Boyer-Moore String Search — When Bad Character Alone Fails
A 20-char pattern took 10s on repetitive logs.
- Boyer-Moore compares pattern right-to-left and skips characters using two heuristics
- Bad character rule shifts pattern to align mismatched char's rightmost occurrence
- Good suffix rule shifts to align matched suffix's previous occurrence
- Performance: O(n/m) in practice for long patterns – examines ~1 in m characters
- Production insight: Implementation errors (missing good suffix) can cause O(nm) worst case on repetitive text
- Biggest mistake: Assuming bad character alone guarantees sub-linear performance (Horspool is simpler but not guaranteed O(n))
Most string search algorithms compare left to right. Boyer-Moore does something counterintuitive — it compares the pattern right to left. When it finds a mismatch, it uses two powerful rules to skip ahead by many characters at once, sometimes jumping the entire pattern length. This is why Boyer-Moore gets faster as the pattern gets longer — the opposite of what you'd expect.
Open a terminal and run: grep -c 'the' /usr/share/dict/words. Grep finds all matches faster than you can think about it.
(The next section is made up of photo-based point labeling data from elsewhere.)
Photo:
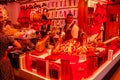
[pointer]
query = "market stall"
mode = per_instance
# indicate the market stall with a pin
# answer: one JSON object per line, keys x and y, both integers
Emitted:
{"x": 50, "y": 57}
The reason: Boyer-Moore (specifically Boyer-Moore-Horspool). The longer your search pattern, the faster it runs — counterintuitively, Boyer-Moore gets faster as patterns get longer because it skips more characters per comparison.
This sub-linear behaviour is the key insight. KMP guarantees O(n+m) worst case. Boyer-Moore achieves O(n/m) in practice on natural language text — for a 10-character pattern, it examines roughly 1 in 10 characters in the text. This is why Boyer-Moore is the default in text editors, grep, and most real-world text search implementations despite KMP being theoretically simpler.
Right-to-Left Matching
Boyer-Moore aligns the pattern at the left of the text and compares right-to-left — from the last character of the pattern backward. When it finds a mismatch, it applies whichever of the two heuristics gives the larger skip.
This right-to-left comparison is key: when we find a mismatch at pattern position j (text position i+j), we know nothing about text[i+j+1..i+m-1] — but we know the characters to the right are already matched. This asymmetry is what makes skipping possible.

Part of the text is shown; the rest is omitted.